Help with a (non-homework) math problem

I am sure I learned this back in the day, but can’t figure it out. What would be the steps I would take to solve the following math problem?

You are going to make some teddybears. Each bear will have a hat, a ribbon, and a vest. You have 7 different colours of material for the hats, ribbons, and vests. No two bears will be wearing the exact same “outfit”, and no one bear will be wearing two or more things of the same colour. How many bears would you need to make so that you use up every possible colour combination?

In general there are 7^3=343 combinations of the 7 colors for three accessories. 7 of these are sets of all the same colors (one for each color). So there are 343-7= 336 possible combinations that don’t have the same color.

I assume that red hat, red ribbon, blue vest is treated as a separate combination from red hat, blue ribbon, red vest.

Thanks! Can you walk a dummy through how to come to that? Oh, and each bear must be wearing three different colours.

The simple answer is: 765=210

(Because for each of the seven hat colors, there are six possible vest colors (since the two can’t be the same color) and for each of those possible vest colors, there are five possible ribbon colors.)

This allows a bear to wear two things of the same color–the OP says that’s not allowed.

There are seven possible colors for the first bear’s hat. Once the hat color is chosen, there are six colors left that are possible choices for his vest (since it can’t be the same color as the hat). Once the vest color is chosen, there are five possible choices for his ribbon. So there are 7x6x5 = 210 possible combinations.

we can divide the bears in to 7 groups based on their hat colour

We can further divided each of these groups in to 6 groups based on their ribbon colour

We can yet again divide each of the 2nd groups into 5 groups based on their vest colour.

As each bear is wearing a unique outfit each of these 3rd groups will consist of 1 bear each.

So total number of bears = 567 = 210 bears

Ahhh. That makes perfect sense. Thanks, all!

Sorry I misread the OP. I agree with the 765.

Look up Rule of Product, or what I learned as the “multiplication counting principle”. It’s the root of all permutation and combination rules. It says that if there are a ways to make the first choice and b ways to make the second choice…z ways to make the 26th choice, the possibilities total to ab…*z.

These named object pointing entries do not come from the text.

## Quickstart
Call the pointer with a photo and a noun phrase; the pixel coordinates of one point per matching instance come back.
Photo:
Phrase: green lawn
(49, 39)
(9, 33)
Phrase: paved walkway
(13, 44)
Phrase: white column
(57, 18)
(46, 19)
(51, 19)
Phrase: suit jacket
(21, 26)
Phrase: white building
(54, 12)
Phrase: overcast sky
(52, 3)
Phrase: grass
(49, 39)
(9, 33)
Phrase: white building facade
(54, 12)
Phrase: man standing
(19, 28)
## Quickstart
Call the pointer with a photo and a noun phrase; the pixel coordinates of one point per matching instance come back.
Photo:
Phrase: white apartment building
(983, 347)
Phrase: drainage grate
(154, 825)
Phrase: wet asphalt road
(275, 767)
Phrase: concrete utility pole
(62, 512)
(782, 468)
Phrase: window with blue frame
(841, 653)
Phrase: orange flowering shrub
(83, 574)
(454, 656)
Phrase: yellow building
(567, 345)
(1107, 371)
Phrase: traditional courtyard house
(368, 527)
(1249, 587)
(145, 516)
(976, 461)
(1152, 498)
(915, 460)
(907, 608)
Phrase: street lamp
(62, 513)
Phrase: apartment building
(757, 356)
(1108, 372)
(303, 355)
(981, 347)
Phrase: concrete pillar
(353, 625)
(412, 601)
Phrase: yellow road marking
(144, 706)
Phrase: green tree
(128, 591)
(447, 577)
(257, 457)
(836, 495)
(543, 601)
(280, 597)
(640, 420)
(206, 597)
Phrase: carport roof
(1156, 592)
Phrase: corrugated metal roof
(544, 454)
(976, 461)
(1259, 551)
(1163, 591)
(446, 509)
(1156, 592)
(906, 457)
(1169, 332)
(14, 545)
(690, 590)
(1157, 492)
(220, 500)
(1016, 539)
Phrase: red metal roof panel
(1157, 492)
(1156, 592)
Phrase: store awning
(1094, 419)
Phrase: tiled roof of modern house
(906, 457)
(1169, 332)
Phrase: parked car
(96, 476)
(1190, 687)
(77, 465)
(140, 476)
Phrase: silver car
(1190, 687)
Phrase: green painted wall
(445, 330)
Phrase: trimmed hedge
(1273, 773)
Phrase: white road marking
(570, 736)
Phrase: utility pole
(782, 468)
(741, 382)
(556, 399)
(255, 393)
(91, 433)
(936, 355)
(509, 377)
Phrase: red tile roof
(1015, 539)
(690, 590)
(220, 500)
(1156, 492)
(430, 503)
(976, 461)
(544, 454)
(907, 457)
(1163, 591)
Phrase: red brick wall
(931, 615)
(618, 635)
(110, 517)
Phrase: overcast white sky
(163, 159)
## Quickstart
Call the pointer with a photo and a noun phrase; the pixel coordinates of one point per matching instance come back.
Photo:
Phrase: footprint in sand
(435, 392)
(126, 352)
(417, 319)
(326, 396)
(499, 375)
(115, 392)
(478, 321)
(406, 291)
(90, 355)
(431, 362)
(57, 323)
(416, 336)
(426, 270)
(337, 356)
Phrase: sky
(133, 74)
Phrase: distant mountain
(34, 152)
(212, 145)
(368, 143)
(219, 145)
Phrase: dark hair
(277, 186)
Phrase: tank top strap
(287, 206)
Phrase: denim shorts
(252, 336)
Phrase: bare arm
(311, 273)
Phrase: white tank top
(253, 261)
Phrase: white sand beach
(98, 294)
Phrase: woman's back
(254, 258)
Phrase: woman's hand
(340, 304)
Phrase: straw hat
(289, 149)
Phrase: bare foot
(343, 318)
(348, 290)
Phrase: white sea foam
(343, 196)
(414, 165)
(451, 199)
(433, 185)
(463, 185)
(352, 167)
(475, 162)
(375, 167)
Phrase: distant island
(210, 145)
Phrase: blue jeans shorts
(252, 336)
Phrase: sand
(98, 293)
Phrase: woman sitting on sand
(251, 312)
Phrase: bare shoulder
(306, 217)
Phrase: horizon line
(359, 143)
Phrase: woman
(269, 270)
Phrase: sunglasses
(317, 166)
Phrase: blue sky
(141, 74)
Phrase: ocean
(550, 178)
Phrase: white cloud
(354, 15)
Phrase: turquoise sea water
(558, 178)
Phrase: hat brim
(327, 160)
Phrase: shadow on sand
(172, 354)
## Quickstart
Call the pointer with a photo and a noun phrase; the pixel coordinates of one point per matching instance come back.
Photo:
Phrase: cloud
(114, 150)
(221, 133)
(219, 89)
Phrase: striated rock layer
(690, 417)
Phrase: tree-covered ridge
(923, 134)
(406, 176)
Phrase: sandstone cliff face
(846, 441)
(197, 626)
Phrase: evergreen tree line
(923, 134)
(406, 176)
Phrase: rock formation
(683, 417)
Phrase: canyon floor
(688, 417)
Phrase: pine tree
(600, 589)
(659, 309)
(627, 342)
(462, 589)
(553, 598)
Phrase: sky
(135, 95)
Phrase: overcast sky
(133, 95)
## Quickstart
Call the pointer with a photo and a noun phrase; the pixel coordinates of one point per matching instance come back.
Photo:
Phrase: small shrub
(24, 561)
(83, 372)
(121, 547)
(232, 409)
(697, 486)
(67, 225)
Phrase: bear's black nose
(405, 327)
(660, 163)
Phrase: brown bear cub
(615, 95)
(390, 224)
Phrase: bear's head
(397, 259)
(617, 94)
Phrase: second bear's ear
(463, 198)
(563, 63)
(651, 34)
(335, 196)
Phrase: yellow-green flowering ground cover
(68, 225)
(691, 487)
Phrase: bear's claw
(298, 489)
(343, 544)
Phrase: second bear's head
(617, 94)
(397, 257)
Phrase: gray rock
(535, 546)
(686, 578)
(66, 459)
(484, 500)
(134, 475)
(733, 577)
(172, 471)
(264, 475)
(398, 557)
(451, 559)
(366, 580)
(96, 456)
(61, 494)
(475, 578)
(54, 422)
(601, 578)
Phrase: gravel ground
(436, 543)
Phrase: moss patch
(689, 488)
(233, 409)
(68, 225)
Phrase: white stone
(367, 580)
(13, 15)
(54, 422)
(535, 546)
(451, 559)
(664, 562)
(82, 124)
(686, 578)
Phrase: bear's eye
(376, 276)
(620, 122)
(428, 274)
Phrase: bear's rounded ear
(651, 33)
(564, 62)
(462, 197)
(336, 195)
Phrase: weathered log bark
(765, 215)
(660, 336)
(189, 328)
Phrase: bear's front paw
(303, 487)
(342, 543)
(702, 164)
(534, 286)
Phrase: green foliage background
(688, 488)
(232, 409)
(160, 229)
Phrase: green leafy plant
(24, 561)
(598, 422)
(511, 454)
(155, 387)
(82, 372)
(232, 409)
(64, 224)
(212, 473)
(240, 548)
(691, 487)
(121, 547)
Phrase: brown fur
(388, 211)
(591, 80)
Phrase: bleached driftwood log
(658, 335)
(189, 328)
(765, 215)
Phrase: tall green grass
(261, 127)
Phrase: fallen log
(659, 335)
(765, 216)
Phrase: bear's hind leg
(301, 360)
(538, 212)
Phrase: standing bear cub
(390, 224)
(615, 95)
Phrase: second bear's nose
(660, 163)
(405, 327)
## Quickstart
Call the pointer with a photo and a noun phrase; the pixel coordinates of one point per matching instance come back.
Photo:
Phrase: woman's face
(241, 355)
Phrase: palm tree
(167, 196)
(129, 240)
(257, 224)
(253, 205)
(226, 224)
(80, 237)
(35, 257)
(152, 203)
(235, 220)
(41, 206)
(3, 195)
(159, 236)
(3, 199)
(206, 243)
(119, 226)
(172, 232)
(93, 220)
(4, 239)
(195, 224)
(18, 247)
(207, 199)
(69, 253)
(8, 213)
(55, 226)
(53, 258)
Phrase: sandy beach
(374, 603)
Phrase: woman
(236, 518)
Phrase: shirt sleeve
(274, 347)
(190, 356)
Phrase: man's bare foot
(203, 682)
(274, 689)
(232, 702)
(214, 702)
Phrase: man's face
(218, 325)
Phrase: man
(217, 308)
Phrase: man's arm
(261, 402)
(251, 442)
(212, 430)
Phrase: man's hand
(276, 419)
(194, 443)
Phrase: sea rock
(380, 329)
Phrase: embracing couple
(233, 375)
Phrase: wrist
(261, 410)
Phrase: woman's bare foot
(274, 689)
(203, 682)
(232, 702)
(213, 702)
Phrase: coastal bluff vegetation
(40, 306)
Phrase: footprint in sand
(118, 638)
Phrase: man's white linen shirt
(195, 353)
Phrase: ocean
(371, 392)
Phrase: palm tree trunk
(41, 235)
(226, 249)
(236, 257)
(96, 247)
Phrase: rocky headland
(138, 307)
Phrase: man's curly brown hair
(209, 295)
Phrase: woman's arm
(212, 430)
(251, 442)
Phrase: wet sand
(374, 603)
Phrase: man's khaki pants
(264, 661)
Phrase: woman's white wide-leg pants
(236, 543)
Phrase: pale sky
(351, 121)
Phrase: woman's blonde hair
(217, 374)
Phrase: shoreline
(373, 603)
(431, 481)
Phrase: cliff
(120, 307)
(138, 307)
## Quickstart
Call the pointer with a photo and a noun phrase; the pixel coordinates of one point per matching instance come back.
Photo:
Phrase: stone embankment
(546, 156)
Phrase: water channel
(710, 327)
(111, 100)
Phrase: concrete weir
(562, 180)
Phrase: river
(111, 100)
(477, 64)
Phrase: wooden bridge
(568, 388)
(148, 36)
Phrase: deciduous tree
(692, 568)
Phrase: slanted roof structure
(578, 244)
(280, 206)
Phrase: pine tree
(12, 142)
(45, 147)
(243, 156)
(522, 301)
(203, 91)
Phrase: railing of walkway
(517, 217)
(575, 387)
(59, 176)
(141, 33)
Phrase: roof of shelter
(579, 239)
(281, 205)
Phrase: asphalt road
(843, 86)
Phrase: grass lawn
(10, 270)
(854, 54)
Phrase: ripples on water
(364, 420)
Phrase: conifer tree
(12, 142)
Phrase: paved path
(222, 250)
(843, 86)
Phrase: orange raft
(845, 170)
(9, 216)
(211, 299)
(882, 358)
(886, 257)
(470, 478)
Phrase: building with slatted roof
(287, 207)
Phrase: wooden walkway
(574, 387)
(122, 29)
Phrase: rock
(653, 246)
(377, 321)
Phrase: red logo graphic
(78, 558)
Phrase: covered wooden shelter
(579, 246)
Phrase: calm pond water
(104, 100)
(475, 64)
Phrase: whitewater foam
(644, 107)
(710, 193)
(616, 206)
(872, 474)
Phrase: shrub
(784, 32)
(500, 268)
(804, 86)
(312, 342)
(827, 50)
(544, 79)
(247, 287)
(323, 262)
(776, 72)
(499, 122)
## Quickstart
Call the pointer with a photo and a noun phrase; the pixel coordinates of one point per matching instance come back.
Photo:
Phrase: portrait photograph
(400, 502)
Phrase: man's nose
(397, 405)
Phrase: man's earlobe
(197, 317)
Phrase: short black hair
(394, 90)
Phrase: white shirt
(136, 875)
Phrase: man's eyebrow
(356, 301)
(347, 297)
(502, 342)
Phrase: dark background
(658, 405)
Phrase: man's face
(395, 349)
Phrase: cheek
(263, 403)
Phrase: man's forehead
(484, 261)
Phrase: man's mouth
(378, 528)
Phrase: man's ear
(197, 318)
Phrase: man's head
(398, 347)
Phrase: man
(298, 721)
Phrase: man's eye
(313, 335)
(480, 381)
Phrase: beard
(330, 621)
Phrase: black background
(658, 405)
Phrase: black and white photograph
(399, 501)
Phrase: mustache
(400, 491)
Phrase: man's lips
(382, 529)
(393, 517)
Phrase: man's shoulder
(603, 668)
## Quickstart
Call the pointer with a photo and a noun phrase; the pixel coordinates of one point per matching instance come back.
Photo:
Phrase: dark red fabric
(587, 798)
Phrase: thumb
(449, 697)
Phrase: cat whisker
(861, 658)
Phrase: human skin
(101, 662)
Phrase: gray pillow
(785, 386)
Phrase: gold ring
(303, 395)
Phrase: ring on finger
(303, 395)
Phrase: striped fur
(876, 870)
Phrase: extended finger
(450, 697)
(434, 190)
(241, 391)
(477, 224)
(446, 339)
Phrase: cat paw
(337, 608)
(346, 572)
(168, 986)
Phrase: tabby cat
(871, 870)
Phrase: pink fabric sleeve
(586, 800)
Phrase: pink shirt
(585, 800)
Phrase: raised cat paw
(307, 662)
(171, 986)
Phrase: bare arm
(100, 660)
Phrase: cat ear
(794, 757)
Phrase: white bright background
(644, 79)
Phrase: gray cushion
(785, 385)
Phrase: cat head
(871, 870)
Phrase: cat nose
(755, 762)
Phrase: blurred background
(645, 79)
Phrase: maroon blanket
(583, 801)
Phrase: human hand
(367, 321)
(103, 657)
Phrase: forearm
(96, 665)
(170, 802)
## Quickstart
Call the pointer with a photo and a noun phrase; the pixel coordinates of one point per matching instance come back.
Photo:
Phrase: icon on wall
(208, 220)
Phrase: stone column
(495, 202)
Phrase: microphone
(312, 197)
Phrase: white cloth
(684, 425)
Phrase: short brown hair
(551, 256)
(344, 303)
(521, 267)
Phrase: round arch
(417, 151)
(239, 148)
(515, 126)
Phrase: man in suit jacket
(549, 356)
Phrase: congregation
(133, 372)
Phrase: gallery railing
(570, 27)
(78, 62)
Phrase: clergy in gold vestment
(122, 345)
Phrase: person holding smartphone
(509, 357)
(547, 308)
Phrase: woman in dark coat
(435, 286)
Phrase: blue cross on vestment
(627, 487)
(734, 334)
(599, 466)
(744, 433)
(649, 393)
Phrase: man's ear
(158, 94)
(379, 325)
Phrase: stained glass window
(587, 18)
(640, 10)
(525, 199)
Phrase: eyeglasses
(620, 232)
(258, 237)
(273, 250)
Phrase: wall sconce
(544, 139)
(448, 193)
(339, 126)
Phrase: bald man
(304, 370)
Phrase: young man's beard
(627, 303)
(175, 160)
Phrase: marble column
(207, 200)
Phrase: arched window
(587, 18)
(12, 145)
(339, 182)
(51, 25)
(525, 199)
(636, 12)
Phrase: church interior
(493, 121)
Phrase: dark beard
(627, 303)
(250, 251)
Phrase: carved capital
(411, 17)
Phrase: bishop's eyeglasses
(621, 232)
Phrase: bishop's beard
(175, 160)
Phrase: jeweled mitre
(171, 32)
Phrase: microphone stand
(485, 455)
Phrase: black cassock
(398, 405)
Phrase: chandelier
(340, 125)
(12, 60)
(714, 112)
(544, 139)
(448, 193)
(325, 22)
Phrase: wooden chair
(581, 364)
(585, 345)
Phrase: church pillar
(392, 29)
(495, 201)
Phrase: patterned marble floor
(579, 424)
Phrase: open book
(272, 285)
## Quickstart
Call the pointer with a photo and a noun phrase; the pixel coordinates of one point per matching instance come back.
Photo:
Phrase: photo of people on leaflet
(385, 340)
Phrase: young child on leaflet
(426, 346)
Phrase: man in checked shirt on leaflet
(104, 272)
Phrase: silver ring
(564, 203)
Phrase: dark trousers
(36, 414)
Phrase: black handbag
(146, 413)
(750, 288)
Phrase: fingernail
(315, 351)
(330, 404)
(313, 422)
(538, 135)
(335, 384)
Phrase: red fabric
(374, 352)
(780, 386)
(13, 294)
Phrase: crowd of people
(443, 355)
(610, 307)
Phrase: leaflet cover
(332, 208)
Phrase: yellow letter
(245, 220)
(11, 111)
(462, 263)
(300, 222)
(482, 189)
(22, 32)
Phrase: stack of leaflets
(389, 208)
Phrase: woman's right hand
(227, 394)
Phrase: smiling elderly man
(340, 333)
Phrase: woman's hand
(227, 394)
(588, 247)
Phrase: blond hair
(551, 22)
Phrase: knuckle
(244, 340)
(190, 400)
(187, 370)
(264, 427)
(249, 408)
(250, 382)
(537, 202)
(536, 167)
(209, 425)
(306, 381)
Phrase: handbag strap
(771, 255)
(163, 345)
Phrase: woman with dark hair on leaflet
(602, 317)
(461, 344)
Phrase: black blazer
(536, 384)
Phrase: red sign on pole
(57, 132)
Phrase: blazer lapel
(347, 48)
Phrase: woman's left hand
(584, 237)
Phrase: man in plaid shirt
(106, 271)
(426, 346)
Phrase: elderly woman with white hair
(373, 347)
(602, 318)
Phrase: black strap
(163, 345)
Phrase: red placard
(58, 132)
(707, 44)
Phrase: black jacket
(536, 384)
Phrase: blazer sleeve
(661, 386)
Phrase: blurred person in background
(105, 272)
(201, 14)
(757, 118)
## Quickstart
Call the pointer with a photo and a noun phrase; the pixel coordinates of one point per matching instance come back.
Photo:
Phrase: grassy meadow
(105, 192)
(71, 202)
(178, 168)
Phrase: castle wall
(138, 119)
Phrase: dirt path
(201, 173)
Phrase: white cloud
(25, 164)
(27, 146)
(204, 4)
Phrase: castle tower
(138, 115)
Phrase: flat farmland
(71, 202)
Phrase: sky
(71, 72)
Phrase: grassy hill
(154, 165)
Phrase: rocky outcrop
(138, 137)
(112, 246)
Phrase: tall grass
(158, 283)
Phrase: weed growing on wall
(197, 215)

I’ll try to make this intuitive. Imagine if you tried to write out all the combinations. Suppose I said to you “There are just seven hat colors. Write all the combinations out.” You’d have no problem with that. You’d just write:


R
O
Y
G
B
I
V

You’d see that you need 7 bears. But then I come up to you and say “Hey, we’ve just decided we have our bears to have vests. There are still seven colors, but they can’t be the same as the hat the bears already picked.” Well, you’d look at your single red bear and say “I’ll need more bears, so that I can put six vests on red-hatted bears.” So then you’d have:


RO, RY, RG, RB, RI, RV
O
Y
G
B
I
V

Hey, look. The single red bear became six unique bears. It’s almost like your stuffed animals are multiplying (see what I did there?) And then you’d guess that you’d do the same thing with the other bears. In fact, each single bear would become six bears.

Hmm…7 bears, each individual one ‘multiplies’ and becomes 6…that sounds an awful lot like 7*6 = 42.

So now you’ve got 42 unique bears sitting on your dressing table and I come up and say “Y’know, we like the hats, we like the vests, but now we want ribbons. Same colors, same rules as the vests. Kthxbai.” Now you’d have to figure out how many bears you’ll need.

So you take a single bear from the pile like the RO bear.


ROY, ROG, ROB, ROI, ROV
RY
RG
RB
RI
RV
...(and 36 others)

That single RO bear became five bears. It’s like it had babies…like it multiplied. By five. And you started with 42 bears. So each bear will become five bears. 42*5 = 210.
And that’s why the multiplication counting principle works. With every choice, every unique thing you already had multiplies by the amount of new choices there are.

Thank you, that makes a lot of sense.